Some senators back Duterte plan to tag NPA a terror group

Several senators on Monday expressed support for President Rodrigo Duterte’s plan to classify the New People’s Army (NPA) as a terrorist group, saying it was his prerogative and that the communist rebels had lost their ideology and morphed into plain bandits over time.

Sen. Panfilo Lacson agreed that it was about time the rebel group was labeled a terror organization as it had been acting like one since losing its ideology more than a decade ago.

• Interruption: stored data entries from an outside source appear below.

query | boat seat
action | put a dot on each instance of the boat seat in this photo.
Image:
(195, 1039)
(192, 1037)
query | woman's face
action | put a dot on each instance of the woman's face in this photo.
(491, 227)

“They burn, destroy, kill innocent civilians to terrorize; they terrorize to sow fear and harass helpless civilians; they harass to extort under the guise of revolutionary taxation,” said Lacson, a former chief of the Philippine National Police, in a text message.

‘Self-styled army’

“And knowing President Duterte, our security forces will surely respond to finally put an end to an almost half-century problem that [has] morphed from ideology to plain banditry perpetrated by self-styled ‘army of the people,’” he added.

Sen. Gregorio Honasan, a former Army colonel, said if the United States had designated the NPA as a foreign terrorist organization, the Philippines could do so as well.

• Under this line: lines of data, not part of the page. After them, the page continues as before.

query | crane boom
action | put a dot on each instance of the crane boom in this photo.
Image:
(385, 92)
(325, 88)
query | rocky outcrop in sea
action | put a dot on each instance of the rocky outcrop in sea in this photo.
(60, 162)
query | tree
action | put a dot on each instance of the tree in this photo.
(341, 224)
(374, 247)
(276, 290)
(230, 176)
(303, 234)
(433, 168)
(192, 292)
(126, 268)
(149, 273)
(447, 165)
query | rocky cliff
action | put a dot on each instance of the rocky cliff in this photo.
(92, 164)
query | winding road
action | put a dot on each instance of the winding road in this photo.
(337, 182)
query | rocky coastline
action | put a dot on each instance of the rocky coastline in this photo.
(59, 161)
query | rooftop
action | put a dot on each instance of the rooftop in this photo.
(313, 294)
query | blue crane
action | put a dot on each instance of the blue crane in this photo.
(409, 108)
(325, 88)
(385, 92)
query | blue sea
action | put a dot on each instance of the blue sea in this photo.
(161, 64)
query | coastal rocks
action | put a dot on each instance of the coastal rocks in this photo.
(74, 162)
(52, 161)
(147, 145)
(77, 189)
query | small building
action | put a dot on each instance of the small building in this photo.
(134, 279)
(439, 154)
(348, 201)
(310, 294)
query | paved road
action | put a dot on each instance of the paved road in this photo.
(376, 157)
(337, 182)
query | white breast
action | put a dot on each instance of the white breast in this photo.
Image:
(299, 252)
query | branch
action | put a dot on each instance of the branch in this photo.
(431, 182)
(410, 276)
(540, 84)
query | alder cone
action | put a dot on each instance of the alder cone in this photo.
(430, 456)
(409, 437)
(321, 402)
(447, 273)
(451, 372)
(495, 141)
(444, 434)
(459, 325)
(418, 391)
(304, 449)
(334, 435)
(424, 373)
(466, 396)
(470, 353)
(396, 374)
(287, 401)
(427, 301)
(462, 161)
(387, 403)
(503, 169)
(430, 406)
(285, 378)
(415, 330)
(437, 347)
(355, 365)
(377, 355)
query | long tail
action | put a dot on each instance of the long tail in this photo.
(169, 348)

“As the Commander in Chief of all security forces and based on information from his national security advisers, it is the President’s prerogative (to declare the NPA a terrorist group),” Honasan said.

Terrorist organization

The Communist Party of the Philippines (CPP) and the NPA, its armed wing, have been on the US terror list since 2002. The European Union labeled the CPP-NPA as a foreign terrorist organization in 2005, but a European court ruling lifted the tag four years later.

Senate Majority Leader Vicente Sotto III also pointed out that a regional trial court in Mindanao had declared the rebels as terrorists. “The President’s declaration is not far from coming,” Sotto said.

Presidential spokesperson Harry Roque said the NPA was one of the the first foreign groups the US government tagged as a terror group following the terrorist attacks in New York on Sept. 11, 2001.

“The NPA was one of the first groups that was classified as a terrorist group when the United States enacted its Patriot Act,” Roque said on Monday.

Appease and deceive’

“If the President also declares something similar, that means the President agrees that NPA members are really terrorists,” he added.

But opposition Sen. Antonio Trillanes IV said Mr. Duterte’s threat against the communist group was mere lip service to “appease and deceive” the Armed Forces of the Philippines over the continued presence of leftists in his Cabinet.

Sen. Risa Hontiveros appealed to both parties to create a more conducive environment for the resumption of peace talks. She said the government should carefully calibrate its words and actions while the NPA should correct its violations of human rights and international humanitarian laws.

The President on Saturday said he was fed up with the NPA’s attacks while the communist leadership was seeking the resumption of stalled peace talks with the government.